Global health focuses on improving health and health equity for all people worldwide1. It emphasizes transnational issues, determinants and solutions, including challenges that cannot be addressed by one nation on its own. Historically, a core aspect of global health has been its focus on populations in low- and middle-income countries (LMIC); this stems from global health’s roots in public health and international health, recognizing the disproportionate burden of disease and ill health often seen in LMIC. Tackling global health disparities, such as the burden of infectious diseases and maternal and child mortality, was a key focus of the Millennium Development Goals (MDGs) from 1990 to 2015. The MDGs were largely focused on LMICs and were not applied in high income countries (HIC), like Canada. As the field of global health evolved, it has underscored the importance of population health approaches, the interconnected causes of poor health (e.g. migration, climate change, etc.), and the critical need for equitable global health partnerships and practices. At the same time, medical schools have expanded the concept and practice of global health to include health inequities facing vulnerable and marginalized populations within HIC, and their determinants and solutions, under a social accountability framework2. This shift coincides with the creation of the Sustainable Development Goals (2015 to 2030), which have been adopted and are reportable by all countries.

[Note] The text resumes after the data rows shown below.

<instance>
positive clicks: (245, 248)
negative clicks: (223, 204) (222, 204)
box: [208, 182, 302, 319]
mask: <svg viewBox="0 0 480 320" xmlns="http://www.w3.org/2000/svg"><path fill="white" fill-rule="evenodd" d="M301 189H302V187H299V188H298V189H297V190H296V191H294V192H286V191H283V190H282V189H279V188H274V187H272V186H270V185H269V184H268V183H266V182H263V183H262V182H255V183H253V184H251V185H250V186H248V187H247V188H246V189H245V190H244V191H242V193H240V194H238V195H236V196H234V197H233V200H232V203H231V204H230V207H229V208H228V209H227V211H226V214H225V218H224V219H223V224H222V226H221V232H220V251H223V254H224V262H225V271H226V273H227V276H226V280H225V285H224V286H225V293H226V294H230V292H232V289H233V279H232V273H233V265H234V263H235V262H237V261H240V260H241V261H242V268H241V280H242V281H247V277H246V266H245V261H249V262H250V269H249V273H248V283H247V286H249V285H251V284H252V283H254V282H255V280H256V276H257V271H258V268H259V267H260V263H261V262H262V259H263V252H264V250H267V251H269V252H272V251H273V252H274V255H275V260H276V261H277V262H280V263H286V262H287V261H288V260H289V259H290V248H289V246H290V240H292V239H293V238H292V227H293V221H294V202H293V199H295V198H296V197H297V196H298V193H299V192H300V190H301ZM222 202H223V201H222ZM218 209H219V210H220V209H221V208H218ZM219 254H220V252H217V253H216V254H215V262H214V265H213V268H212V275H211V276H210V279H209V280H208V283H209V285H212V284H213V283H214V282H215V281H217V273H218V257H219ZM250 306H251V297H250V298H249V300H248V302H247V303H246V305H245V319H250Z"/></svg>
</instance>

In the Faculty of Medicine, our Global Health Program through the International and Global Health Office (IGHO) focuses on activities and partnerships addressing the international and transnational aspects of global health education and practice, while our Office of Social Accountability programs and activities are directed towards populations living in vulnerable circumstances within Canada. While the core issues and root causes for these vulnerabilities may be similar across contexts, we feel it is important to make the distinction between the mandates of the two offices. Through these two structures (IGHO and SA), the Faculty of Medicine applies a common set of values and principles, mutually enacted through critical reflexive engagement3 with communities and partners in Canada and abroad, while maximizing our reach and impact.
Global health education within individual academic programs may adopt different approaches, depending on the norms and competencies that have been defined within their respective fields.
Definitions:
Global health is an area for study, research, and practice that places a priority on improving health and achieving equity in health for all people worldwide. Global health emphasizes transnational health issues, determinants, and solutions; involves many disciplines within and beyond the health sciences and promotes interdisciplinary collaboration; and is a synthesis of population-based prevention with individual-level clinical care (Koplan et al. 2009).
Social accountability refers to the obligation to direct the education, research and service activities of medical schools towards addressing the priority health concerns of the community, region, and/or nation they have a mandate to serve. The priority health concerns are to be identified jointly by governments, health care organizations, health professionals and the public (Boelen & Heck 1995).
- Koplan, J. P. et al. (2009) Towards a common definition of global health. The Lancet 373(9679):1993-1995.
- Boelen, C., & Heck, J. E. (1995) Defining and measuring the social accountability of medical schools. Geneva: Division of Development of Human Resources for Health, World Health Organization.
- Fitzgerald, M., Shoemaker, E., Ponka, D., Walker, M., Kendall, C. (2021) Global health and social accountability: An essential synergy for the 21st century medical school. J Glob Health;11:03045.